RECUERDO que en algún momento del año 2019, en el que ahora estamos, tenía lugar la acción de la película Blade Runner. Cuando la vi por primera vez, hacia 1983, pensaba que ese futuro lejano no llegaría nunca. O que lo alcanzaría con tanta lentitud que el tránsito se me haría casi eterno. Toda una equivocación. Pocas obras de ciencia-ficción han acertado tanto en su estética, en sus fantasías, en sus adivinanzas.
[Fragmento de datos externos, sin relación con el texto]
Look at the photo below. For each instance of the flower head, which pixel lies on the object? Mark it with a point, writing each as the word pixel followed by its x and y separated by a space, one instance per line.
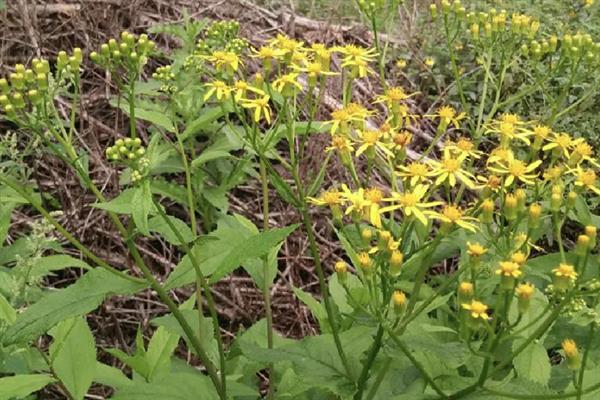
pixel 477 309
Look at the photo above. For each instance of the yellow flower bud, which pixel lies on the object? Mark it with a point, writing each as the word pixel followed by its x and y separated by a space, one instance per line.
pixel 555 202
pixel 583 245
pixel 487 211
pixel 535 212
pixel 571 354
pixel 341 269
pixel 367 235
pixel 396 259
pixel 571 198
pixel 591 231
pixel 510 207
pixel 525 292
pixel 366 264
pixel 399 299
pixel 465 292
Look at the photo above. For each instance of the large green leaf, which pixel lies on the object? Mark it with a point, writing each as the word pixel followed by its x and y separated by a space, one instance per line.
pixel 19 386
pixel 78 299
pixel 141 207
pixel 533 363
pixel 216 255
pixel 176 386
pixel 255 246
pixel 315 359
pixel 206 335
pixel 122 204
pixel 73 356
pixel 159 225
pixel 207 116
pixel 7 312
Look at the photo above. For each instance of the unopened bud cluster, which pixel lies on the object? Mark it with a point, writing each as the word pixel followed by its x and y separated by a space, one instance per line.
pixel 128 52
pixel 131 153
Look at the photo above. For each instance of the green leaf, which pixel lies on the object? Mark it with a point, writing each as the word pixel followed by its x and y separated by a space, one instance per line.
pixel 142 205
pixel 45 265
pixel 176 386
pixel 533 363
pixel 155 117
pixel 111 376
pixel 207 338
pixel 255 246
pixel 207 116
pixel 122 204
pixel 315 307
pixel 73 356
pixel 19 386
pixel 158 225
pixel 160 349
pixel 78 299
pixel 7 312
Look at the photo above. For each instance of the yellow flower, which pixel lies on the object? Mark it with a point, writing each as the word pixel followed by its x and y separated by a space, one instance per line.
pixel 328 198
pixel 570 348
pixel 341 144
pixel 464 146
pixel 415 172
pixel 373 197
pixel 452 214
pixel 357 58
pixel 561 142
pixel 219 89
pixel 286 44
pixel 447 115
pixel 492 183
pixel 226 60
pixel 475 249
pixel 401 140
pixel 565 271
pixel 261 108
pixel 411 203
pixel 287 82
pixel 370 140
pixel 449 169
pixel 509 269
pixel 243 87
pixel 525 291
pixel 267 53
pixel 516 170
pixel 519 257
pixel 477 309
pixel 393 96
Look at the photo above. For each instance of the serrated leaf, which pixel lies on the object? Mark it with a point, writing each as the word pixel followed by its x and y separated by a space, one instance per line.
pixel 160 226
pixel 7 313
pixel 73 356
pixel 255 246
pixel 111 376
pixel 207 115
pixel 315 307
pixel 179 386
pixel 19 386
pixel 533 363
pixel 157 118
pixel 78 299
pixel 57 262
pixel 141 207
pixel 122 204
pixel 206 335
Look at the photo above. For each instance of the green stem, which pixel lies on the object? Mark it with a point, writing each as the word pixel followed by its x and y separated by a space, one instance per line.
pixel 364 375
pixel 201 280
pixel 266 285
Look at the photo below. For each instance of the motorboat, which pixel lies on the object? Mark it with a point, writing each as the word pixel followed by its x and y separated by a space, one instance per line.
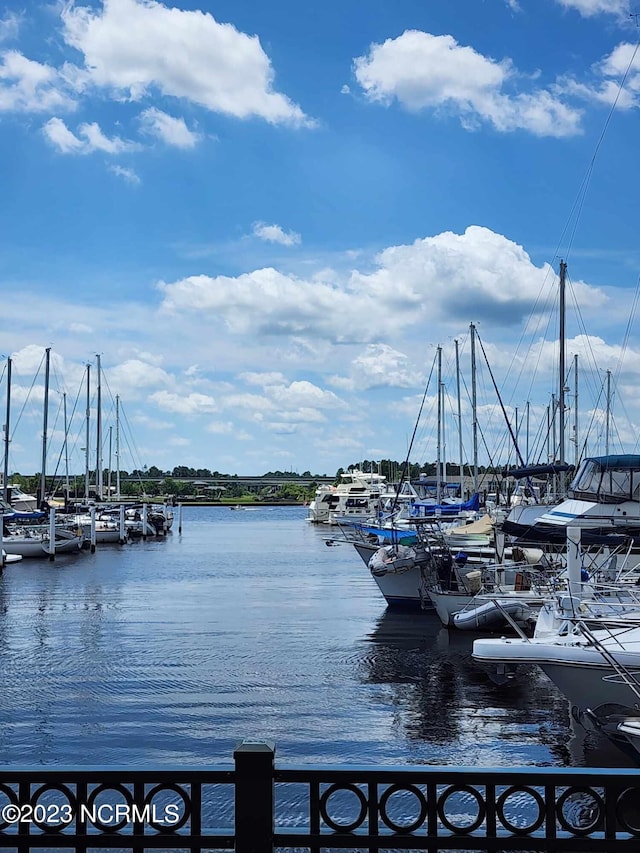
pixel 356 496
pixel 35 541
pixel 602 499
pixel 588 646
pixel 487 613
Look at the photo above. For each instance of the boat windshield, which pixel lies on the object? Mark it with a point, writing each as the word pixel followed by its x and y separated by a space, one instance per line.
pixel 609 483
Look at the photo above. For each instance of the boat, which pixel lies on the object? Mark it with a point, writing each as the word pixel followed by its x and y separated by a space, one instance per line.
pixel 356 497
pixel 584 663
pixel 10 558
pixel 35 541
pixel 19 500
pixel 490 613
pixel 603 498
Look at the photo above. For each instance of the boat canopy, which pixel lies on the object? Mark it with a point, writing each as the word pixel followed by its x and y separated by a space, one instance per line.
pixel 539 470
pixel 621 461
pixel 425 508
pixel 612 478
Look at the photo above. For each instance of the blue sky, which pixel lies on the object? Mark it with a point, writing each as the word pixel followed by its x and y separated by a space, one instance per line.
pixel 265 218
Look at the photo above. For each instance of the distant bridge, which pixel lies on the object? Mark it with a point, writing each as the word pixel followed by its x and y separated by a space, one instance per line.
pixel 203 482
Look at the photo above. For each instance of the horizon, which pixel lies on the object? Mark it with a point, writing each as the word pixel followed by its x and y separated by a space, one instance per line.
pixel 267 220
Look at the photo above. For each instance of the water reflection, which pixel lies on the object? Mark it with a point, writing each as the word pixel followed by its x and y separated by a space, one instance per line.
pixel 442 697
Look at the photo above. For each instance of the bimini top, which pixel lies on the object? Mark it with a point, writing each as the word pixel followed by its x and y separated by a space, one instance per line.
pixel 539 470
pixel 622 460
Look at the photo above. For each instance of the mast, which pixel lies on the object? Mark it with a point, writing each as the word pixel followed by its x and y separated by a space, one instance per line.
pixel 561 407
pixel 99 471
pixel 86 448
pixel 109 466
pixel 459 423
pixel 45 423
pixel 474 407
pixel 5 481
pixel 439 450
pixel 66 448
pixel 575 409
pixel 118 447
pixel 606 434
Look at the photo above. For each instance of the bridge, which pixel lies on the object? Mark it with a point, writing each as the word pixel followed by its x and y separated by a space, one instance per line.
pixel 239 480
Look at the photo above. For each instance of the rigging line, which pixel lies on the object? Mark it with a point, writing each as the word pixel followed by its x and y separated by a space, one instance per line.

Sí, vivimos en un mundo superpoblado, de casi 8.000 millones de habitantes, donde ya no existen territorios sin domesticar; las ciudades son lugares inhóspitos, oscuros, cuarteados en guetos, con servicios públicos colapsados en muchos casos; las habita una amalgama inconexa de razas y pueblos que mantienen sus lenguas y costumbres bajo un fino y precario tamiz de cohesión social: la mayoría conocemos una jerga común, con palabras de aquí de allí, en la que nos hacemos entender; no se ven niños por las calles, ni siquiera jugando, porque apenas existen salvo en los complejos espaciales fuertemente defendidos donde viven los privilegiados; diez o doce conglomerados económicos, la mayoría de origen chino e indio, dominan las finanzas mundiales.
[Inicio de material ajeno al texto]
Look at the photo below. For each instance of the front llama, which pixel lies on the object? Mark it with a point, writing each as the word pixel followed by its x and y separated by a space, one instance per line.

Europa hace tiempo que dejó de importar en el tablero global de las decisiones: ya no producimos nada y hemos quedado como una especie de museo fosilizado adonde acuden en sus días de vacaciones las masas laboriosas del Lejano Oriente; nosotros, aquí, con una naturaleza degradada en extremo, pasamos meses, años, sin poder acercarnos a ver un bosque florecer en primavera o un arroyo limpio discurrir entre rocas cubiertas de musgo; la biotecnología, como presagiaba la novela de Philip K. Dick en la que se basa el filme, ha escapado del control que creíamos tener sobre ella: nuestros clones comienzan a desobedecer los programas.
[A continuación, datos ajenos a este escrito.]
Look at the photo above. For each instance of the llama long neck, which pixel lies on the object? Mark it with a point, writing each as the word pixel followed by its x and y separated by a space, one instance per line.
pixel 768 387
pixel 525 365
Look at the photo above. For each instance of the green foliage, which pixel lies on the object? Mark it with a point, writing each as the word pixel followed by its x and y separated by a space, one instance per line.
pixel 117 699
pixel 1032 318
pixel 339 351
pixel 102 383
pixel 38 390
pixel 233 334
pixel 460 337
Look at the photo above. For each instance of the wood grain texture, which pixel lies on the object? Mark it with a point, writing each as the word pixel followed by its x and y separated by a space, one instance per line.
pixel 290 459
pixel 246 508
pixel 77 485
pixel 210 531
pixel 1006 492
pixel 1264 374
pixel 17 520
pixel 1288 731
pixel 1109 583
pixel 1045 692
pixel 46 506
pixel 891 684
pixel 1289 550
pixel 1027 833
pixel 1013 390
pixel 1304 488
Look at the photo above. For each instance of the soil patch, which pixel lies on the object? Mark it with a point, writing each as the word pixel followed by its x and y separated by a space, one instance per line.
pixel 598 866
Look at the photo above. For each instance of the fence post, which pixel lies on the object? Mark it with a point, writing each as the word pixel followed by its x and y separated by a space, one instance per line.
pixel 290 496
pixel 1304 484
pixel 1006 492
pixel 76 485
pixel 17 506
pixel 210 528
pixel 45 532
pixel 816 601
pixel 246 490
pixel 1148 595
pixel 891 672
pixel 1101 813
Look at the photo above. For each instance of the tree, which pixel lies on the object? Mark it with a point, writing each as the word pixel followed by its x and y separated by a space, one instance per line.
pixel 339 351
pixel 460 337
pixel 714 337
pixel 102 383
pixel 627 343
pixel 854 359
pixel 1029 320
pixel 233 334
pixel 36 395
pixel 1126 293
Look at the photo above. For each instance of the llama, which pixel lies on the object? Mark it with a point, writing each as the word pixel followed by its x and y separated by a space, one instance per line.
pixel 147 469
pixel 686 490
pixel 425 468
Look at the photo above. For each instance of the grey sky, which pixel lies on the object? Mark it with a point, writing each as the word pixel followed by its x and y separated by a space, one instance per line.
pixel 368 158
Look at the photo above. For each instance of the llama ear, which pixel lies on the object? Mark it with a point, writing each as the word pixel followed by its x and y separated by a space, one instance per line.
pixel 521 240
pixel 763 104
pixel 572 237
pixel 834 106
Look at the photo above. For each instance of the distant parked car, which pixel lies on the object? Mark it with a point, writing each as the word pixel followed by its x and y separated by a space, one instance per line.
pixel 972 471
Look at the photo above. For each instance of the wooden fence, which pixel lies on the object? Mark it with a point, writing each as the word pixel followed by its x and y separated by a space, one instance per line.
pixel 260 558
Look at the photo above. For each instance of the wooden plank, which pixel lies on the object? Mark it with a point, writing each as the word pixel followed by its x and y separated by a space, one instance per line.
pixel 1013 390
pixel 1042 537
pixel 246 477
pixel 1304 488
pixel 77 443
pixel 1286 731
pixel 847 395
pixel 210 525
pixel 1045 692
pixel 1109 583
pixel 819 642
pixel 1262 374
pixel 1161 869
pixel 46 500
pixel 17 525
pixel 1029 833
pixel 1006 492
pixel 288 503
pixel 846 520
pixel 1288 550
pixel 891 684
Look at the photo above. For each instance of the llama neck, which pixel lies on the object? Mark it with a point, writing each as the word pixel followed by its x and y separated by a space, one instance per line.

Y hace alrededor de diez años comenzó el periodo que los historiadores han bautizado como El Fin de la Prosperidad Creciente. Hasta ese momento nos rodeaba un mundo de seguridades y certezas que pronto se resquebrajaría. Entonces empezaron a producirse, con reciente intensidad, las malas noticias. Una tras otra. Después de un largo tiempo de bonanza que Europa había iniciado en los años cincuenta y España en los noventa, en el que la marea de las prestaciones y los derechos sociales no había hecho sino subir, llegó la época del reflujo. Durante los primeros años, algunos, los más miopes, lo achacaron todo al mayor o menor acierto de quienes entonces gobernaban, como si el declive del Imperio Romano hubiera sido responsabilidad exclusiva de este o aquel emperador, y no se debiera, sobre todo, a otras causas más profundas. Las cosas no mejoraron demasiado cuando cambiaron los gobiernos.

Al principio se pensó que aquella situación de zozobra sería un puro tránsito, que con decisiones coyunturales más o menos acertadas se retornaría a la bonanza anterior, que reduciendo el déficit, o determinadas partidas de gasto, o aumentando éste o aquél tributo, sería factible reconducir la situación. Pero no iba a ser así. Las disposiciones tomadas a mediados de aquel 2010, inevitables en su mayoría, no constituyeron sino la avanzadilla de lo que vendría después en todo el continente. Nos era difícil entender que una demografía egoísta, nuestra escasa competitividad con naciones emergentes, el endeudamiento continuo y nuestro generoso sistema de protección, pensado para otras circunstancias muy distintas y para un mundo no globalizado, todo ello, hacía muy difícil el mantenimiento de esa Prosperidad Creciente: la joya a la que nos aferrábamos nos llevaba al fondo de la sima.

Las medidas más duras fueron tomadas, años después, precisamente por quienes más criticaron aquéllas: las prestaciones adquirieron, como tantas otras cosas y servicios, como los alimentos, la ropa, la cultura o los viajes, el carácter de low cost, y además empezaron a ser discriminadas en función de la renta y patrimonio de cada uno: nada iba a ser gratis, nada universal. Se implantó el copago sanitario, tantas veces debatido; la edad de jubilación comenzó a aumentar imparablemente, e incluso hoy existen defensores de una fecha limite en la percepción de las mismas; ya entonces la estabilidad en el empleo y la planificación a medio plazo de cualquier decisión de economía doméstica se convirtió en una quimera.

Quienes preveían rebeliones y protestas se equivocaron. Nos han enganchado a los gadgets electrónicos, carecemos de iniciativas, y nuestra memoria es frágil como una lámina de cristal. Nos hemos convertido casi en robots. Y los robots quieren ser como eran los humanos.